2. Du fragst dich, ob die Fleischeslust das oberste Ziel des Lebens geworden ist.
Für viele Menschen ist es leider so.
Auch in diesem Fall sagt der Hl. Paulus: “Wenn Tote nicht auferweckt werden, dann lasst uns essen und trinken; denn morgen sterben wir” (1 Kor. 15,32).
Mit anderen Worten: wenn es keine Aussicht auf ein ewiges Leben gibt, dann ist es besser, sich seinem Vergnügen hinzugeben.
Es ist aber so, dass der sinnlose Spaß widerlich ist, gerade weil er sinnlos ist.
3. Wir kommen in ein Zeitalter, in der die Leere immer mehr spürbar wird.
Und nur dann werden die Menschen endlich “auf den blicken, den sie durchbohrt haben” (Sach. 12,10).
Für einige wird es dann aber vielleicht zu spät sein.
4. Du sprichst von Priestern und Bischӧfen und fragst dich, warum sie sich nicht durchsetzen …
Wenn der Bischof in eine Pfarrei kommt und mit einer von dir beschriebenen Szene konfrontiert wird, kann er natürlich nichts mehr machen.

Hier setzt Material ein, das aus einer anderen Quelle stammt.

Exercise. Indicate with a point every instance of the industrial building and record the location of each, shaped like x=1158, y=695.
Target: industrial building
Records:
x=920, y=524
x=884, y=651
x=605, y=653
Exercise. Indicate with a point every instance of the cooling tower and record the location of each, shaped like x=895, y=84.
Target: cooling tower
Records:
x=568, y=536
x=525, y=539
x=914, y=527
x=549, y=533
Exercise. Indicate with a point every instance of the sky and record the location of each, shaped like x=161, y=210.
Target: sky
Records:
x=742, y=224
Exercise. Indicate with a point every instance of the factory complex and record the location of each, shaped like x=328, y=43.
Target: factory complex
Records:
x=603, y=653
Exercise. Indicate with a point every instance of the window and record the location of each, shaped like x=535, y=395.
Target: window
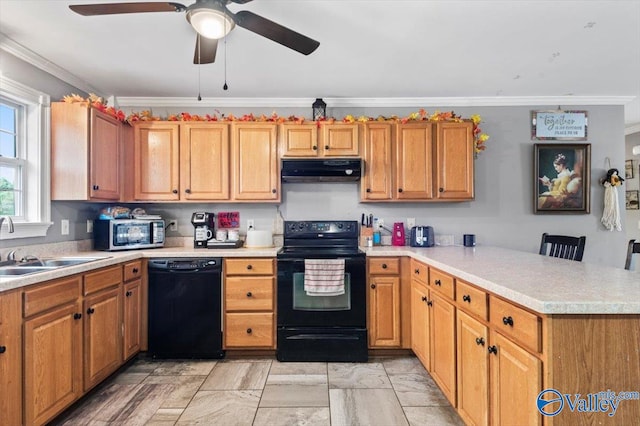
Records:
x=24, y=159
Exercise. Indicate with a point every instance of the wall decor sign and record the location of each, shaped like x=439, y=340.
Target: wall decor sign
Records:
x=631, y=200
x=559, y=125
x=562, y=175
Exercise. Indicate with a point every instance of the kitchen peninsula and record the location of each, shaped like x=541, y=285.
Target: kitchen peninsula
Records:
x=518, y=323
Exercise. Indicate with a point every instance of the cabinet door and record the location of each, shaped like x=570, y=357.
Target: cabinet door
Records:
x=516, y=379
x=255, y=169
x=420, y=323
x=414, y=158
x=156, y=160
x=473, y=370
x=299, y=139
x=377, y=183
x=132, y=318
x=443, y=345
x=384, y=311
x=204, y=161
x=340, y=139
x=52, y=363
x=104, y=157
x=454, y=161
x=102, y=335
x=10, y=358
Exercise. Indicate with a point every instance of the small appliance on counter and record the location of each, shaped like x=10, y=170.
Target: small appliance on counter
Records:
x=422, y=236
x=204, y=224
x=127, y=234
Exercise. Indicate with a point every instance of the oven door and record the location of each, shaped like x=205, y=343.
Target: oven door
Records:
x=298, y=309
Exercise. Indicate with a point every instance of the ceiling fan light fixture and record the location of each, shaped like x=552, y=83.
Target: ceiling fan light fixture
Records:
x=210, y=23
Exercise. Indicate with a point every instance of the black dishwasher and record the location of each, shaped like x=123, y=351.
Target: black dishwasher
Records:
x=185, y=308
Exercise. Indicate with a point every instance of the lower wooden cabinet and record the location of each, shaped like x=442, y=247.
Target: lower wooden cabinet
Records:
x=11, y=358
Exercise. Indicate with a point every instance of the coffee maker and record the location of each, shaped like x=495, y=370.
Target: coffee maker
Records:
x=204, y=224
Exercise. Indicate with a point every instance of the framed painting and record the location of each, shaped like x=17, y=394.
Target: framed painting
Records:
x=559, y=125
x=562, y=174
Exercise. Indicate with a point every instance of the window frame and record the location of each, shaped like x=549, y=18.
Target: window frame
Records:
x=35, y=218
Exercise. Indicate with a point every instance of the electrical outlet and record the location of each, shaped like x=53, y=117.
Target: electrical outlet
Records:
x=64, y=227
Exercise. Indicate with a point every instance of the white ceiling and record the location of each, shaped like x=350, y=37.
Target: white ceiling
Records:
x=487, y=50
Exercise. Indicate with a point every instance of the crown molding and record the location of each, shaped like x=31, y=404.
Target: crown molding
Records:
x=123, y=101
x=32, y=58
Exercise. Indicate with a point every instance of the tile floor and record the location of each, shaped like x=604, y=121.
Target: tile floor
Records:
x=385, y=391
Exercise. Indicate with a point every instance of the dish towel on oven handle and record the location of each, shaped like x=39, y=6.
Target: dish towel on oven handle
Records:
x=324, y=277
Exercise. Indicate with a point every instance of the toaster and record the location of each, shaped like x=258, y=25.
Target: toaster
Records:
x=422, y=236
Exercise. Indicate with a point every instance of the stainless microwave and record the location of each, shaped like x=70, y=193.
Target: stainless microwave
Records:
x=127, y=234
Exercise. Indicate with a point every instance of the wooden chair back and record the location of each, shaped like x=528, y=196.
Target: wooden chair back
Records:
x=563, y=246
x=634, y=248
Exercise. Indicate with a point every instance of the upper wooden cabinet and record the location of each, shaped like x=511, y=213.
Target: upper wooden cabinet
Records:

Da ist es schon zu spät. Er schweigt also vorsichtshalber, um zu vermeiden, dass aus einem Fest nicht ein ganz verpeilter Tag wird, sondern hoffentlich doch noch etwas dran ist, was den Menschen berührt.
Vielmehr sollten die Pfarrer in diesem Punkt wachsamer sein und die Gläubigen rechtzeitig warnen.
Auch die Sakramente, die heilige Feiern sind, werden durch schamlose Kleidung entweiht.
5. Es gibt aber ein grundlegendes Problem, das behoben werden muss: nur durch einfache Verbote, wird man das Verhalten der Menschen kaum ändern kӧnnen.
Das hier zugrundeliegende Problem heißt Gott.
Wenn Gott im Mittelpunkt des menschlichen Lebens steht und sein Ziel darstellt, dann leuchtet alles auf und wird verständlicher.
Ohne Gott, besteht die Gefahr, sich im Kreise zu drehen.
6. Deshalb müssen wir Gott zu den Menschen bringen.
Das können wir tun, durch unser Gebet, Verhalten, durch Opfer und auch durch unser Wort.
Das ist also das dringendste Problem, auch in unseren christlichen Gemeinschaften.
In Fatima sagte der Papst, dass wir besorgt sind, unseren Glauben an die soziale Welt zu verlieren, da wir es für selbstverständlich halten, dass der Glaube da ist. Der aber, so der Papst, sei oft gar nicht da, selbst bei denen, die sich für Gläubige halten.
Ich wünsche dir, dass du vielen, für ihr zeitliches und ewiges Seelenheil, den Glauben bringen kannst.
Ich schließe dich in mein Gebet ein und segne dich.